Vers la fin de l’obligation de sécurité de résultat ?
Cass. soc. 25-11-2015 n° 14-24.444
L’employeur justifiant avoir pris les mesures imposées par le Code du travail en matière de sécurité ne peut pas être condamné pour manquement à son obligation de protéger la santé des salariés, vient de décider la Cour de cassation, infléchissant ainsi sa jurisprudence.
La chambre sociale de la Cour de cassation considère depuis 2002 que l’employeur est tenu envers le salarié d'une obligation de sécurité de résultat. Dès lors que le risque d’atteinte à la santé ou à la sécurité du salarié est avéré, il peut donc être condamné à verser des dommages et intérêts pour manquement à cette obligation. Jugé ainsi notamment en matière de maladies professionnelles (Cass. soc. 28-2-2002 no 00-11.793), de tabagisme passif (Cass. soc. 29-6-2005 no 03-44.412) ou encore de harcèlement moral (Cass. soc. 21-6-2006 no 05-43.914).
Mais dans son arrêt du 25 novembre 2015, la Haute Cour admet désormais la possibilité pour l’employeur de s’exonérer de sa responsabilité, rejetant ainsi toute condamnation systématique.
En l’espèce, un salarié, chef de cabine sur les vols long-courriers dans une compagnie aérienne, avait été pris d’une crise de panique en 2006, alors qu’il partait rejoindre son vol, ce qui avait conduit à un arrêt de travail. Le salarié concerné avait finalement été licencié en 2011, pour ne pas s’être présenté à une visite médicale au cours de laquelle le médecin du travail devait se prononcer sur son reclassement au sol.
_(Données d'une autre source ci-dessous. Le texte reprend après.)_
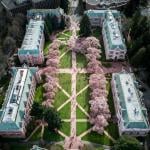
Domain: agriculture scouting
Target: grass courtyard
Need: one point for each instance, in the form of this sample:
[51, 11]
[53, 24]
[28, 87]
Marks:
[62, 101]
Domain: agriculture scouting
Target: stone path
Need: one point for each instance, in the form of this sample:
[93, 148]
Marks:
[72, 97]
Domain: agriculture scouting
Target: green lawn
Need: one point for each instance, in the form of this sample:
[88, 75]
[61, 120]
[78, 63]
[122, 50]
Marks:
[97, 33]
[65, 128]
[112, 129]
[82, 127]
[82, 81]
[97, 138]
[39, 93]
[60, 98]
[83, 100]
[81, 61]
[19, 146]
[110, 98]
[68, 33]
[63, 48]
[36, 136]
[66, 60]
[61, 35]
[48, 136]
[80, 114]
[65, 82]
[4, 82]
[52, 136]
[65, 111]
[46, 47]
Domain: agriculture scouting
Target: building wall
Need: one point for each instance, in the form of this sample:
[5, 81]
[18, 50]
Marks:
[121, 127]
[31, 59]
[106, 5]
[112, 54]
[28, 106]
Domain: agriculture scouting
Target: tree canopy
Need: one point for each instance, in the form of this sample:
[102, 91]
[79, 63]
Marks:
[127, 143]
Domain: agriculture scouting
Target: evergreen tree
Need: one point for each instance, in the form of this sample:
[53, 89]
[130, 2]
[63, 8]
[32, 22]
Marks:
[62, 24]
[80, 7]
[55, 24]
[138, 58]
[65, 5]
[127, 143]
[85, 27]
Dès 2008, le salarié avait saisi le conseil de prud’hommes d’une demande de condamnation de son employeur pour manquement à son obligation de sécurité de résultat. Selon lui, témoin des attentats du 11 septembre 2001 à New-York, la crise de panique dont il a été victime en 2006 résultait de cet événement traumatisant dont les conséquences n’avaient pas été assez suffisamment prises en charge par l’employeur. Il invoquait notamment l’absence de suivi psychologique et de proposition d’un entretien individuel à son retour en France après les attentats, et le fait que l’employeur aurait dû prendre ces mesures de lui-même, sans qu’il n’eût à les demander.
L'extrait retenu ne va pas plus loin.